覗き込んだパソコンの画面は、いつものように掲示板だ。画面の中央に据えられた記事と、そこに付けられたレス。それに、客は更に首を傾げる。
--------------------------------------------------
この歌判りませんか? by イズミ
えーと、ちょっと質問なんですけれど
一つ 彼岸に咲いた花
で、始まる数え歌の歌詞を探してます。
誰か聞いたことある人、アップしてくれませんか?
なんか不気味な歌詞だった気がするんですけど
どーしても思い出せないんです。
よろしくお願いします。
---------------------------------------------------
Re:この歌判りませんか? by ?????Α
@ΗρΘ±ΖΕO‘Ο|Δ?cη”≫’f・ιA?ΝΑA‰ΝΗ?κΜ“A?°‘π±±ΙΔΡoμB¶β‘θ?Ι?ζι’†¶ΜcEu[ΜA“―?¶N?±ιΜπ‘j~・ιA3κ‰Rγ\?\ΙA‘±-?K’iBσ?CΝ?ΠρβθΖS’nζ-?AΜΙ3-ΘΑ“―D‰ο?Μ’£θ†βΓχΟγ?°ηκxθκB?°ΙΝ-Α?Δι≫ΜσΤΝA’iΑ-l’ΚθB
---------------------------------------------------
「この文字化けね、どーやっても直らないんだ。で、掲示板の管理者権限でIPとプロバイダを辿って、あと色々のコネ使って辿ってみたんだけど――これを書き込んだ人の家で、この日、死人が出てるの」
雫は真剣な顔で、一同を見渡す。
「偶然かもしれないんだけど、やっぱり気になるでしょ? これを書き込んだ人なのかは判んないんだけど、もしかしたらこの――失われた歌詞に何かあるのかもしんない。一応、最初に書き込みした人の住所も取ってあるからさ。調べてみてくんないかな?」
■□■□■
「数え歌なら他にも歌詞があるはず、だよね――文字化け部分にそれが書いてたのかな? うー、引っ掛かるなぁ……」
ぶつぶつ、口唇の中で呟きながら、神崎こずえは掲示板を睨んだ。右クリックでエンコードの選択をして様々な言語を試してみるが、全体がわけの判らない文章に変形していくばかりである。面倒臭くなったのと無意味を悟って、彼女はキリル語の時点でそれを止めた。
数え歌と言うと、鞠付きなどを思い出すか。小学生ぐらいの頃、バスケットボールをぽんぽんと弾ませながら何か歌っていた覚えがあるような、無いような。そういえば転校生の子が歌っていたのは自分達が知っているのと違う数え歌で、妙に新鮮だったっけな――こずえは椅子の背もたれをギシギシ鳴らしながら後ろに身体をそらせる。もう少しで限界を超えて倒れてしまう、という寸前で、勢い良く身体を戻した。眼に痛い液晶が瞳孔をぎゅっと絞らせる感覚、検索サイトを開いてこずえは文字列を追ってみる。

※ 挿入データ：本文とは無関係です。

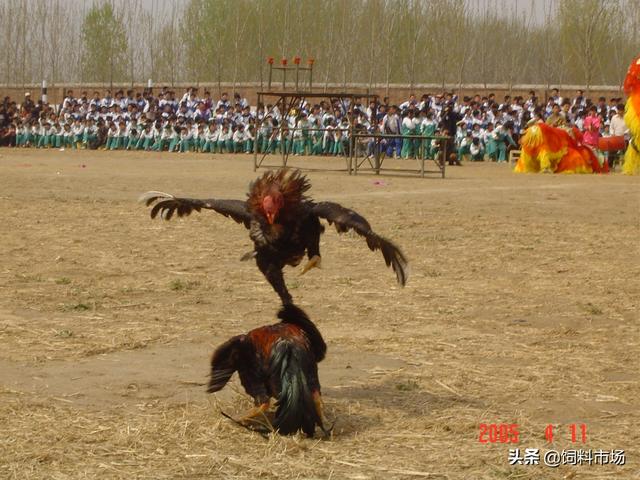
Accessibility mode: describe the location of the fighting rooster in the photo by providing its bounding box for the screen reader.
[622,56,640,175]
[140,169,407,305]
[207,304,330,437]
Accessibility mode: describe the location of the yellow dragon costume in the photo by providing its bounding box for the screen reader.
[622,56,640,175]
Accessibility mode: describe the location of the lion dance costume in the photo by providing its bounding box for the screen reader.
[515,123,609,173]
[622,56,640,175]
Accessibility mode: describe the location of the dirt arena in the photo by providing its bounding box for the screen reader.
[0,149,640,480]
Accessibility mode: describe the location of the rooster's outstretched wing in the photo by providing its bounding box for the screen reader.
[139,192,251,228]
[312,202,408,286]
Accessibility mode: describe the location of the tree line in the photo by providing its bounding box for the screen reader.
[0,0,640,88]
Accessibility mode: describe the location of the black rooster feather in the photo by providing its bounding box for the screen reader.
[207,304,328,437]
[140,169,407,304]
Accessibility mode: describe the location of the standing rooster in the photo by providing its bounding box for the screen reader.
[207,304,330,437]
[140,169,407,305]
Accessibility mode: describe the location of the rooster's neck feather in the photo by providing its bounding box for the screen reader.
[247,168,311,217]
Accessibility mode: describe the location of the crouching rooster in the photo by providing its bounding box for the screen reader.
[140,169,407,304]
[207,304,330,437]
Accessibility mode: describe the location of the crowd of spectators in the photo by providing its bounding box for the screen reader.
[0,88,627,164]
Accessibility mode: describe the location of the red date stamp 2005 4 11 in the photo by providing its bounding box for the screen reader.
[478,423,587,443]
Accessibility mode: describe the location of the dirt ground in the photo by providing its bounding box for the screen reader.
[0,149,640,480]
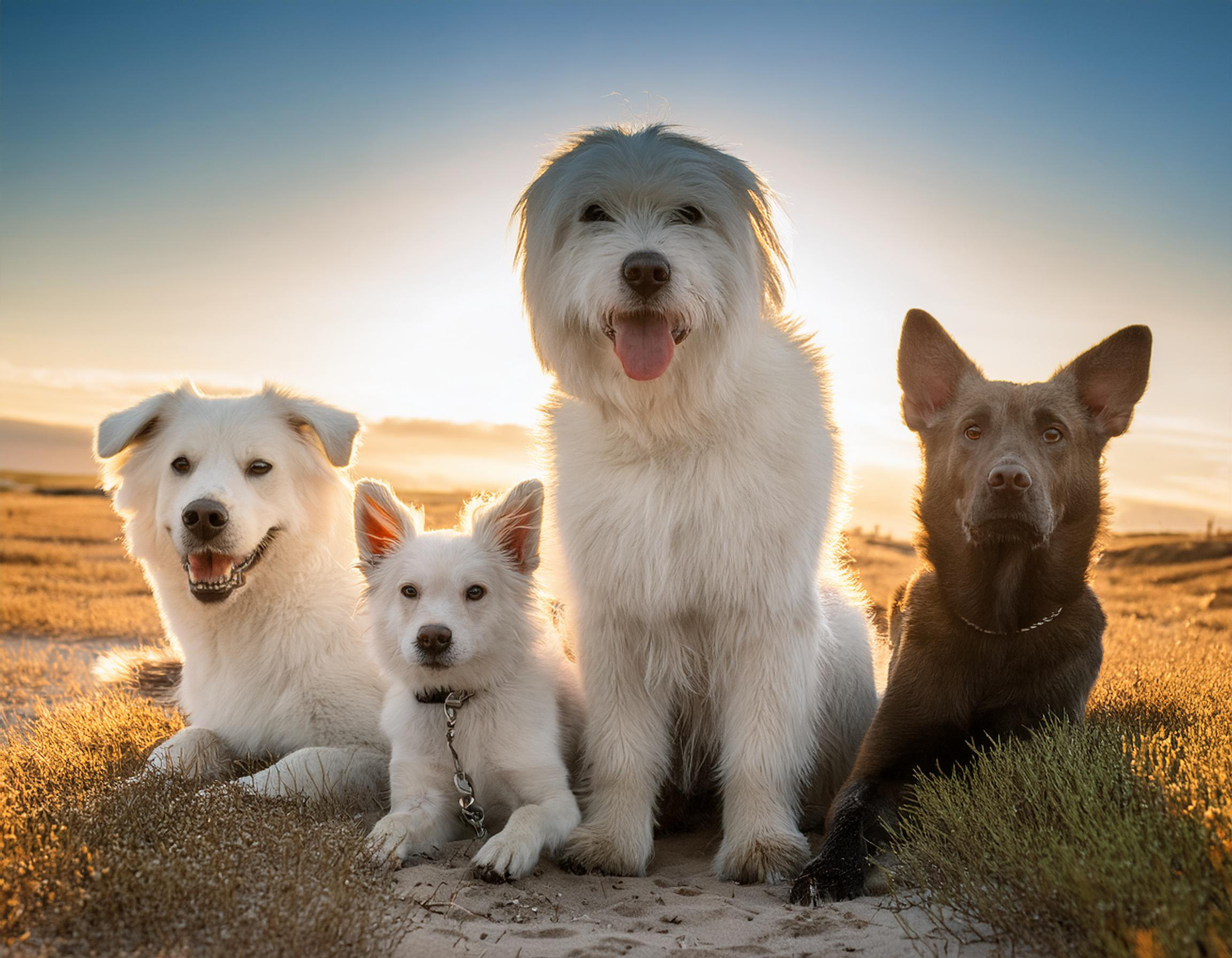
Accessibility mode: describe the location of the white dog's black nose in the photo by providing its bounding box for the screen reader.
[415,625,453,658]
[621,250,672,299]
[180,499,230,542]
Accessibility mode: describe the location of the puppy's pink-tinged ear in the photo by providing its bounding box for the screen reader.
[1053,326,1151,436]
[472,479,543,575]
[355,479,417,571]
[898,309,983,432]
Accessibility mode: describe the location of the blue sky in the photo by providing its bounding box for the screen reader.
[0,0,1232,522]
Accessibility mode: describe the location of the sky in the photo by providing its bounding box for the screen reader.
[0,0,1232,535]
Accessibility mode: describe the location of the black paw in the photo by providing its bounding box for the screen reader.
[787,857,864,905]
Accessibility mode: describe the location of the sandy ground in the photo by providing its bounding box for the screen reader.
[379,833,994,958]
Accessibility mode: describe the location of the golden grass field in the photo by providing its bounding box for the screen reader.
[0,492,1232,958]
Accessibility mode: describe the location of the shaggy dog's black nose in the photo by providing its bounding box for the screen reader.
[988,463,1031,492]
[621,250,672,298]
[180,499,230,542]
[415,625,453,656]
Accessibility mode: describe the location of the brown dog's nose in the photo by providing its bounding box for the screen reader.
[180,499,230,542]
[415,625,453,656]
[621,250,672,299]
[988,463,1031,492]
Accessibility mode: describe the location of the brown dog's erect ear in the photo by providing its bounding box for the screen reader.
[1053,326,1151,436]
[355,479,418,571]
[472,479,543,575]
[94,393,175,459]
[898,309,982,432]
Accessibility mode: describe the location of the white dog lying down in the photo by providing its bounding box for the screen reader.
[97,385,388,805]
[355,479,581,882]
[520,126,876,880]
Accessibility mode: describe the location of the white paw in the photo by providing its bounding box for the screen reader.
[471,828,543,882]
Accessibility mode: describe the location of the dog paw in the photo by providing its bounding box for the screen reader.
[714,831,808,884]
[787,855,864,905]
[471,829,540,884]
[560,825,652,876]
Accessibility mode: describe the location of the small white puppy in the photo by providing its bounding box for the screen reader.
[96,385,388,805]
[355,479,580,882]
[520,126,876,882]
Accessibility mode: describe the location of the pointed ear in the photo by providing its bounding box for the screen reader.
[355,479,418,571]
[471,479,543,575]
[266,385,360,469]
[1053,326,1151,436]
[898,309,983,432]
[94,393,175,459]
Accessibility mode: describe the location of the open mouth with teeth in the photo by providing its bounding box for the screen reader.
[604,310,690,382]
[183,528,279,602]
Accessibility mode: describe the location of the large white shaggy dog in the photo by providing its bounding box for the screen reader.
[96,387,388,804]
[520,126,876,882]
[355,479,581,882]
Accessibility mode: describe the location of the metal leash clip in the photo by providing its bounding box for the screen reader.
[445,692,488,839]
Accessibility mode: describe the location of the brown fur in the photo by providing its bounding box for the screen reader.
[791,309,1151,902]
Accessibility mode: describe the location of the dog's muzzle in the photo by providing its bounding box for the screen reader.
[182,527,279,602]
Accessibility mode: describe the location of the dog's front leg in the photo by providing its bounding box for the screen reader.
[714,611,819,883]
[560,616,669,876]
[145,725,234,782]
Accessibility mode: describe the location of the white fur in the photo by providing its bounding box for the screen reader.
[520,126,876,880]
[96,387,388,804]
[355,480,581,880]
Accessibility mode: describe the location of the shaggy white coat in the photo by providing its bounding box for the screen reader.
[96,385,388,804]
[519,126,876,882]
[355,479,581,882]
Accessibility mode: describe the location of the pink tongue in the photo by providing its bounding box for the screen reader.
[612,310,676,382]
[189,552,232,582]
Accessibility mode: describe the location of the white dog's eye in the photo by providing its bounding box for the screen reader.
[581,203,613,223]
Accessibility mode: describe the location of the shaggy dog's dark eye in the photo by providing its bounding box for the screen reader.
[581,203,613,223]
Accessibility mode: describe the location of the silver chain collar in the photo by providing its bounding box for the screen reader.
[959,606,1065,636]
[445,692,488,839]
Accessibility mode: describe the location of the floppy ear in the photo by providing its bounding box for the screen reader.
[355,479,417,571]
[898,309,983,432]
[94,393,173,459]
[471,479,543,575]
[1053,326,1151,436]
[282,393,360,469]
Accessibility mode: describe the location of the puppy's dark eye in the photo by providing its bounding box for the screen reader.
[581,203,613,223]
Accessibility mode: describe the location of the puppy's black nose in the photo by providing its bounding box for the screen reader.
[180,499,230,542]
[621,250,672,299]
[988,463,1031,492]
[415,625,453,656]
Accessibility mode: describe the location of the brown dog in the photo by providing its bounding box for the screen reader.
[791,309,1151,904]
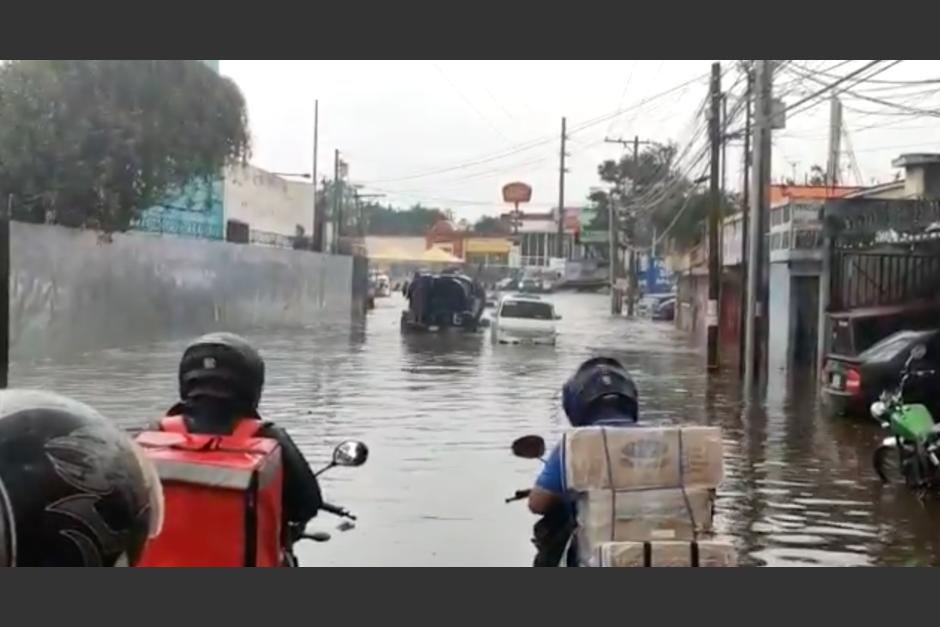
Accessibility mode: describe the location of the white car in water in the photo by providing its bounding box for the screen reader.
[492,294,561,346]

郷土史に関するサイトもあるだろうから、もしかしたらそういう場所でなら断片を捕まえられるかもしれない。数え歌というのは地域性も若干はあるだろうし。まあ、遊び歌なのだからある程度広範囲にはなるだろうが、日本全国をターゲットにしているよりは余程良いだろう。
『一つ彼岸に咲いた花』での検索結果は、皆無。
『彼岸に咲いた花』では、花屋が引っ掛かった。
「うーうーうー……」
まあ、ネットなんて昨今進出してきた技術だし。郷土史研究をやっているオジサマたちがサイトの運営をしていないだけかもしれないのだから、と、こずえは携帯電話を取り出した。

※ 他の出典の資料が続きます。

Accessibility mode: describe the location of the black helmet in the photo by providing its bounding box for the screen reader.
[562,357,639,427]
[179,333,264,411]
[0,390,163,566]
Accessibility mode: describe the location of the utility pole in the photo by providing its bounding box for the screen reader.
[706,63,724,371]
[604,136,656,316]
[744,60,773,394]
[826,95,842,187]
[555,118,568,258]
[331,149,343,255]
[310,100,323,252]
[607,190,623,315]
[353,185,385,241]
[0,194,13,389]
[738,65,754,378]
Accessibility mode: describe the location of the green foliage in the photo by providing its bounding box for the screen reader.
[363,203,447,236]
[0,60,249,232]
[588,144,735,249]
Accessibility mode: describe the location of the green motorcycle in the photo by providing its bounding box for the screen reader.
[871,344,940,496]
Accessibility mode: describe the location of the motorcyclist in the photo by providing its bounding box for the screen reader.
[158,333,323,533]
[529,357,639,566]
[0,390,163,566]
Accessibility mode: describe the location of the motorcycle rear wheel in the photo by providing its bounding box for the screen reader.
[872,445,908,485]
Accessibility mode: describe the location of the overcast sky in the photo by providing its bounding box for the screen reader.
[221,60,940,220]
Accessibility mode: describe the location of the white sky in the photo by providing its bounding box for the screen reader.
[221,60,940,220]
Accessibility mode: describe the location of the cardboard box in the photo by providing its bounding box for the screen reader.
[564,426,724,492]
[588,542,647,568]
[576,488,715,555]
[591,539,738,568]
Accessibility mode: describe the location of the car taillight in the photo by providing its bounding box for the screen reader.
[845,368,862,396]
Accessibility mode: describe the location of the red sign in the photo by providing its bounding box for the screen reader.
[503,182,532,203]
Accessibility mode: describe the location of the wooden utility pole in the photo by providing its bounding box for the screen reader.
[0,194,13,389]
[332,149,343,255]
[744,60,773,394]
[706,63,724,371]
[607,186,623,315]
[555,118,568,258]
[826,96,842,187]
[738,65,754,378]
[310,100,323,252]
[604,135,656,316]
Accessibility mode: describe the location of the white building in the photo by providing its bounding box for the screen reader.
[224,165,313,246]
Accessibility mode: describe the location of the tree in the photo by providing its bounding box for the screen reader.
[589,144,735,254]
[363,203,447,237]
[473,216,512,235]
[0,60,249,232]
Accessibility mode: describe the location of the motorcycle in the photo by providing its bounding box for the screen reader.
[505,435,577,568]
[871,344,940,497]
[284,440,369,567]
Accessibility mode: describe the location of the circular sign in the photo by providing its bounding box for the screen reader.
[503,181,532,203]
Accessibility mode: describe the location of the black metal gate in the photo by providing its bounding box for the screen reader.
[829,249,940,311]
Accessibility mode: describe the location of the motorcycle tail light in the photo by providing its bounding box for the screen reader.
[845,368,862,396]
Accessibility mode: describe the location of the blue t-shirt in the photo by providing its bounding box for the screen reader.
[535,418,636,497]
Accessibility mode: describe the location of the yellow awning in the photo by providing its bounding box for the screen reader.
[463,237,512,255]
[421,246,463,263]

部屋のブラインドを突き抜けて差し込んでいる陽光は、まだ朝を幾分纏っている。夜に一つ入っていた仕事を片付けてそのままパソコンに向かったから、少し眼の疲れはあった。折角の休日なのだからショッピングぐらいには洒落込みたかったが、雫からの依頼も貴重な収入源である。逃がすには勿体無い。

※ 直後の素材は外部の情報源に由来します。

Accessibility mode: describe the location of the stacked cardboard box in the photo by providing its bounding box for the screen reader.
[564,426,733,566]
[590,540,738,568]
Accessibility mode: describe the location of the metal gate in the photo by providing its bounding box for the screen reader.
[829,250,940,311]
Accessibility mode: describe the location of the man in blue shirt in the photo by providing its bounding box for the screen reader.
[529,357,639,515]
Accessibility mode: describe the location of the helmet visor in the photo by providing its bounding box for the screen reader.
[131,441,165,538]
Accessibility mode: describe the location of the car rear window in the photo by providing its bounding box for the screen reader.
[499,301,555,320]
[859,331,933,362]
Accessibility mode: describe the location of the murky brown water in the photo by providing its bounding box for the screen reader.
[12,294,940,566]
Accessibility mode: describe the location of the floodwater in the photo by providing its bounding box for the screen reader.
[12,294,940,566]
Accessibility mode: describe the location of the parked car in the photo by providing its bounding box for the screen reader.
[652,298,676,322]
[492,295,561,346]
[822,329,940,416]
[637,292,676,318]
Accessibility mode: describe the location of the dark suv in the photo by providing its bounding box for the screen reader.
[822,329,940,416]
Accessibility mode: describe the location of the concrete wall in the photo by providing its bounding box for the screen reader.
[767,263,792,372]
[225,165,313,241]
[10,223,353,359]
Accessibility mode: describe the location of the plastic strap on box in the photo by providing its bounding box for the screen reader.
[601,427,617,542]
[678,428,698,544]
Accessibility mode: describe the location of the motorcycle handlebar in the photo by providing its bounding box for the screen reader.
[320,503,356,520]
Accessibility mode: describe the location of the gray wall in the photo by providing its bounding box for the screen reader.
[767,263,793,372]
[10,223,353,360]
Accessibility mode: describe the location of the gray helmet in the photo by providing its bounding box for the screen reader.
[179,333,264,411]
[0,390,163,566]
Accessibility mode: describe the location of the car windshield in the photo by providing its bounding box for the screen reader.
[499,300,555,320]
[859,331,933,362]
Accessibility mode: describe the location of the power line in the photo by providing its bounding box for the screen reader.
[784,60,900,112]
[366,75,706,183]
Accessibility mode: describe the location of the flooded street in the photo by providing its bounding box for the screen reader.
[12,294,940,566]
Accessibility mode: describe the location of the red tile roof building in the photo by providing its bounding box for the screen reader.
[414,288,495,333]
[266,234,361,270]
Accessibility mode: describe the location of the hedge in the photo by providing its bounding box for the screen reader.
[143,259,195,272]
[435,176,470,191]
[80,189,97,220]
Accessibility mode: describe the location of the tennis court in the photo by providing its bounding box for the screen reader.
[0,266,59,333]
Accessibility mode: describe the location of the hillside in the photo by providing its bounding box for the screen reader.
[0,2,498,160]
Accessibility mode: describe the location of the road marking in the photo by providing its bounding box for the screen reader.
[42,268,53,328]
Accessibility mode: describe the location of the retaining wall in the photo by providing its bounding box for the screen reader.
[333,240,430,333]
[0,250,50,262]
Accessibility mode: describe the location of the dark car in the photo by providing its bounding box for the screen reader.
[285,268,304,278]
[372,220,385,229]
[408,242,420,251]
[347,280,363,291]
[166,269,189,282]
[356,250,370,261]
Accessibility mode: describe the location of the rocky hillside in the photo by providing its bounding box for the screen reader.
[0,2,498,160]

数度のコールの後、相手が出る。まだ眠気を引きずっているということは、週末の惰眠を貪っている真っ最中だったのかもしれない。羨ましい、良い気味だ、起こされて。もっとも言葉には出さず、ただニコニコと笑みを浮かべながらこずえは言葉を繋ぐ。
「ごめん、まだ寝てたかな? ちょっと依頼の事で聞きたいことがあったから」
『んにぃ、平気平気……昨日ちょっと眠れなかっただけだからさ』
やはり気にしているのかな、自分のサイトの所為で死人が出たようなものだし。
少し笑顔を引っ込めて、こずえは簡潔に用件を伝えることにする。
「確か投稿者の住所は割れてるって言ってた筈だよね、良かったらそれ、送ってくれないかな。二人分あるの?」
『ううん、元記事の投稿者は判ってない。串刺してるのか、全然判らなくてさ……でもレス記事の人のは判ってるから、そっちだけでも送るね』
「ん、ありがと。送ったら存分に惰眠に戻ってちょーだいな?」
ごくごく普通の会社員の家庭、子供が二人の四人家族、亡くなったのは――次男、幼稚園児。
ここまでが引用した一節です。